简体   繁体   English

如何静态链接到TBB?

[英]How to statically link to TBB?

How can I statically link the intel's TBB libraries to my application? 如何将intel的TBB库静态链接到我的应用程序? I know all the caveats such as unfair load distribution of the scheduler, but I don't need the scheduler, just the containers, so it's ok. 我知道所有注意事项,例如调度程序的不公平负载分配,但我不需要调度程序,只需要容器,所以没关系。
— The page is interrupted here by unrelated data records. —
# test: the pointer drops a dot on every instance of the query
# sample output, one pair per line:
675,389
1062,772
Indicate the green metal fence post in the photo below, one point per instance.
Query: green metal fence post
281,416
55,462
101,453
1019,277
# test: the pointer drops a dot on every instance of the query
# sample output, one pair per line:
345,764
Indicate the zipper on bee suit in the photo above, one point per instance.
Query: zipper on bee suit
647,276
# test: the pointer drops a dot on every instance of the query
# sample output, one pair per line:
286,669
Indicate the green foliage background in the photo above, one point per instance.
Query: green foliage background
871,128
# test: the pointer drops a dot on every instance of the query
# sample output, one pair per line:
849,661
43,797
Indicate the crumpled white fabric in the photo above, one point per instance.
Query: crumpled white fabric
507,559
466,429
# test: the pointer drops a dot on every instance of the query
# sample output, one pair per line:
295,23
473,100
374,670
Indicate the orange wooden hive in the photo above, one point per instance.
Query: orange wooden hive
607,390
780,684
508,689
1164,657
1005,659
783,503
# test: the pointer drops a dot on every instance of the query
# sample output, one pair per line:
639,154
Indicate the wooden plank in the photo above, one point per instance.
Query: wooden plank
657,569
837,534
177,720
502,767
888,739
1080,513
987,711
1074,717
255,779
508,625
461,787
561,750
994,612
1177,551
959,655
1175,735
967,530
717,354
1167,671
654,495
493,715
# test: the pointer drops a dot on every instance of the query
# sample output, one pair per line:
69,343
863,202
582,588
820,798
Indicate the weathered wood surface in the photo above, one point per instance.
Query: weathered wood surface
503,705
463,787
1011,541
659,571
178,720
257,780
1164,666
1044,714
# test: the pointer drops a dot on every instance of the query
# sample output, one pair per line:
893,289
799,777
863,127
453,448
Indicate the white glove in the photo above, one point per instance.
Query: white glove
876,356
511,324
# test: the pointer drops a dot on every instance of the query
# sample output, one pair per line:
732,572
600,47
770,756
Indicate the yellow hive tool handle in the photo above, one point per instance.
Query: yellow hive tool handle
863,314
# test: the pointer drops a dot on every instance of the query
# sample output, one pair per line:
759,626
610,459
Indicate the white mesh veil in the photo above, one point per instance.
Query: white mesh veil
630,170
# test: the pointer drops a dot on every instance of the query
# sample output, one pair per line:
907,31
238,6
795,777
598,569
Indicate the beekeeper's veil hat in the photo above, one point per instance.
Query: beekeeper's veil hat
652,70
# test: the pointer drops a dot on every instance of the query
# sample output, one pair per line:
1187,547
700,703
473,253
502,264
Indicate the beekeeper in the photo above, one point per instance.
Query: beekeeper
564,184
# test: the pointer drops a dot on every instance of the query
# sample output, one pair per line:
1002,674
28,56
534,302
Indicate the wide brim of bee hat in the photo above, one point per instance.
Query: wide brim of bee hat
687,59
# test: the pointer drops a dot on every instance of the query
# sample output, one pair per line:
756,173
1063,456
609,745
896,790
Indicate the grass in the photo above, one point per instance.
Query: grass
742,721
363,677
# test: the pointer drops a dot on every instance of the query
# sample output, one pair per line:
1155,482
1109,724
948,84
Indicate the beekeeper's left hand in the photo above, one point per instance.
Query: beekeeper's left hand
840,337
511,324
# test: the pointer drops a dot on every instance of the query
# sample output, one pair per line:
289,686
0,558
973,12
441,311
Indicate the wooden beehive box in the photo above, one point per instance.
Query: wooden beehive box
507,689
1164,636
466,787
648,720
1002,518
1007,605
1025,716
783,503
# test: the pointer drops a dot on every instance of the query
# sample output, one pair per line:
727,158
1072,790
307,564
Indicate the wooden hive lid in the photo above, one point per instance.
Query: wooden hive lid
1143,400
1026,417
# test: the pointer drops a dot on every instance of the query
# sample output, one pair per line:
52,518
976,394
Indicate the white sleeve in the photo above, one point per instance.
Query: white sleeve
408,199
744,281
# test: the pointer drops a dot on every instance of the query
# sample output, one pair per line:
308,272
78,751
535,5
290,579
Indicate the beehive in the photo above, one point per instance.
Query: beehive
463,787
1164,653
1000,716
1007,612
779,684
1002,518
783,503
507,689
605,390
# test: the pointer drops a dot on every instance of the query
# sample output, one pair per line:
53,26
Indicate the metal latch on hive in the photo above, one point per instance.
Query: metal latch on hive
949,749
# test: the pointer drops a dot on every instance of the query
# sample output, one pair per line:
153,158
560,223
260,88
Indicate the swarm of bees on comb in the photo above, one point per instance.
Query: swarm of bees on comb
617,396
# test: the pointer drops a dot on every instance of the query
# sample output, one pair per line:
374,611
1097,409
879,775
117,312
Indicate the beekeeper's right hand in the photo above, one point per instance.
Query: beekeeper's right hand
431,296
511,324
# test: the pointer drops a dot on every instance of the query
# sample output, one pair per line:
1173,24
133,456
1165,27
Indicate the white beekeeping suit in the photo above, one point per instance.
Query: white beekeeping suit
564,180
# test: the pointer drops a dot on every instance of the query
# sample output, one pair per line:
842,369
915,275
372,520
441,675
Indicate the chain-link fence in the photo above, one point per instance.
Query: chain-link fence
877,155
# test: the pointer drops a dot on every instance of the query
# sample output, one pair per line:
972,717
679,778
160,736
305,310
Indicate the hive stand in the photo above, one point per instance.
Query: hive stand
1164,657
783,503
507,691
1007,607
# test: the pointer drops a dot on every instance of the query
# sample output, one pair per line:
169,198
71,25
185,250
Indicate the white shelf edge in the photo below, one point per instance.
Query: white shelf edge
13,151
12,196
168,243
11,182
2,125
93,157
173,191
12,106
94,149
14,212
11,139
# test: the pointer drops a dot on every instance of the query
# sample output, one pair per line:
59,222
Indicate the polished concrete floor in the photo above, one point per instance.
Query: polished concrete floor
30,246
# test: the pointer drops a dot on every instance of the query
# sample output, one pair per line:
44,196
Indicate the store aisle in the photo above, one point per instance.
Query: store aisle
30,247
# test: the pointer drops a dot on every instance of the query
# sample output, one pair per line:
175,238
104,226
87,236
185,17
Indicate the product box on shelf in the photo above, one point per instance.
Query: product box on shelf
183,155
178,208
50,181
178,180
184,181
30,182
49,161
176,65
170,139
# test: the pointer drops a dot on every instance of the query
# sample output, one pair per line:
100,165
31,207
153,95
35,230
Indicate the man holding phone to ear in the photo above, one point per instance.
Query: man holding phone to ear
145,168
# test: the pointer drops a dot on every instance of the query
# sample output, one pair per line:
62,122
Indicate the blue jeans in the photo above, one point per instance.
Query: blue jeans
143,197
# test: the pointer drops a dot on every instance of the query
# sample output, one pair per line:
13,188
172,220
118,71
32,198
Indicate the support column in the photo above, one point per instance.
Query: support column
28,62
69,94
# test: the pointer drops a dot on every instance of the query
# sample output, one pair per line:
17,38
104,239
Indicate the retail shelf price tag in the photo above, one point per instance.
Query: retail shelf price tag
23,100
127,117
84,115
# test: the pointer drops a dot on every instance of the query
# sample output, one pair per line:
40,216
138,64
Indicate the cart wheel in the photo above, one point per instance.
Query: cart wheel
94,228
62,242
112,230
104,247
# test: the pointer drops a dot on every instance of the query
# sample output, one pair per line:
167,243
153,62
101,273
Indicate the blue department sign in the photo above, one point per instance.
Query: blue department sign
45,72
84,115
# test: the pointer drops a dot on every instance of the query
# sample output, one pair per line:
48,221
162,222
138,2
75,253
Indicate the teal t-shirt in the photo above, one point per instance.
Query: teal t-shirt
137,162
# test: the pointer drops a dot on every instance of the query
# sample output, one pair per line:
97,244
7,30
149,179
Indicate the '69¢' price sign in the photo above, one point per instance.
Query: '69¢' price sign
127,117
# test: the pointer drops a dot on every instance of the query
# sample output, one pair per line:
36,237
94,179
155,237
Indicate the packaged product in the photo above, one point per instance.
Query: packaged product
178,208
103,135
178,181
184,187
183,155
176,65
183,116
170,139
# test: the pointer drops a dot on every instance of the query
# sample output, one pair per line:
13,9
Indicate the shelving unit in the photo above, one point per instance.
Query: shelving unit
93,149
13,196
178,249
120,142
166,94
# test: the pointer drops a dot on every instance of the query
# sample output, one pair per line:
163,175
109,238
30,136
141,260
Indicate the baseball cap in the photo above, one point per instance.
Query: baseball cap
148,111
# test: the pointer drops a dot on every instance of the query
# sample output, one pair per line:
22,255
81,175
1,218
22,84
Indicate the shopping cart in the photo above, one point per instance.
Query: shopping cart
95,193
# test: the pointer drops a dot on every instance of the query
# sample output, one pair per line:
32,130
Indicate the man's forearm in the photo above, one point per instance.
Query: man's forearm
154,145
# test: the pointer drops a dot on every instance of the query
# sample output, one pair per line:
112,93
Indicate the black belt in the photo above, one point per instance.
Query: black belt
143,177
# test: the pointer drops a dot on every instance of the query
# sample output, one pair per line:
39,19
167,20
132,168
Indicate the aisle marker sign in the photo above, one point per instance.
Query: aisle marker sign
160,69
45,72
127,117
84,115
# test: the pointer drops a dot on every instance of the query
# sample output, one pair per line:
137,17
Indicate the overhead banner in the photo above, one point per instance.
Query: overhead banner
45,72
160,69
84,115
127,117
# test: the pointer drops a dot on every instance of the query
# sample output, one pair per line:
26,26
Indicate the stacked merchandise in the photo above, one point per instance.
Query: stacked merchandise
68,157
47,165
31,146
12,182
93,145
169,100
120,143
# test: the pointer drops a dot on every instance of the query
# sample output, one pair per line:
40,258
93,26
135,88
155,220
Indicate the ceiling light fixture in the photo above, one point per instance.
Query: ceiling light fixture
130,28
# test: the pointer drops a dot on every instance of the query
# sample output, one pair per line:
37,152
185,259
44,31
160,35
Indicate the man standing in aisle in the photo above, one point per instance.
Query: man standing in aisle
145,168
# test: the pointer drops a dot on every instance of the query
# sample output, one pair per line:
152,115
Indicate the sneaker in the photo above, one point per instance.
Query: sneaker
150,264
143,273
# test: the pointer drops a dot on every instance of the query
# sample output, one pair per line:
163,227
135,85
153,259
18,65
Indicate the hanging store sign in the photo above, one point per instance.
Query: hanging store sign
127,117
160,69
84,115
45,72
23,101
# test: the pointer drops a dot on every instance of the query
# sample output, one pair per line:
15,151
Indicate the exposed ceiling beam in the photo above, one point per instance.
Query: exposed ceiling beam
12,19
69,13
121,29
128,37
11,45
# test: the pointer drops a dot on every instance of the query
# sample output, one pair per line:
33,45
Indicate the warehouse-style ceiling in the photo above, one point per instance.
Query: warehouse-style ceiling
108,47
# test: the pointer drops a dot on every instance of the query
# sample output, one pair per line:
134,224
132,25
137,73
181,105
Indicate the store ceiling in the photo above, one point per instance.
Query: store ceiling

Anyways I know this can be done, although its undocumented, however I just can't seem to find the way to do it right now (although I've seen it before somewhere). 无论如何我知道这可以做到,虽然它没有记录,但我现在似乎无法找到方法(尽管我在某处之前已经看过它)。

So does anyone know or have any clues? 那么有人知道或有任何线索吗?

thanks 谢谢

This is strongly not recommended: 强烈建议不要这样做:

Is there a version of TBB that provides statically linked libraries? 是否有提供静态链接库的TBB版本?

TBB is not provided as a statically linked library, for the following reasons*: TBB不是作为静态链接库提供的,原因如下*:

Most libraries operate locally. 大多数图书馆都在本地 For example, an Intel(R) MKL FFT transforms an array. 例如,英特尔(R)MKL FFT转换阵列。 It is irrelevant how many copies of the FFT there are. 与FFT有多少副本无关。 Multiple copies and versions can coexist without difficulty. 多个副本和版本可以毫无困难地共存。 But some libraries control program-wide resources, such as memory and processors. 但是一些库控制程序范围的资源,例如内存和处理器。 For example, garbage collectors control memory allocation across a program. 例如,垃圾收集器控制程序中的内存分配。 Analogously, TBB controls scheduling of tasks across a program. 类似地,TBB控制跨程序的任务调度。 To do their job effectively, each of these must be a singleton; 为了有效地完成工作,每个人都必须是单身人士; that is, have a sole instance that can coordinate activities across the entire program. 也就是说,有一个唯一的实例可以协调整个程序的活动。 Allowing k instances of the TBB scheduler in a single program would cause there to be k times as many software threads as hardware threads. 在单个程序中允许TBB调度程序的k个实例将导致软件线程的数量是硬件线程的k倍。 The program would operate inefficiently, because the machine would be oversubscribed by a factor of k, causing more context switching, cache contention, and memory consumption. 该程序运行效率低,因为机器将被k因子超额认购,导致更多的上下文切换,高速缓存争用和内存消耗。 Furthermore, TBB's efficient support for nested parallelism would be negated when nested parallelism arose from nested invocations of distinct schedulers. 此外,当嵌套并行性来自不同调度程序的嵌套调用时,TBB对嵌套并行性的有效支持将被否定。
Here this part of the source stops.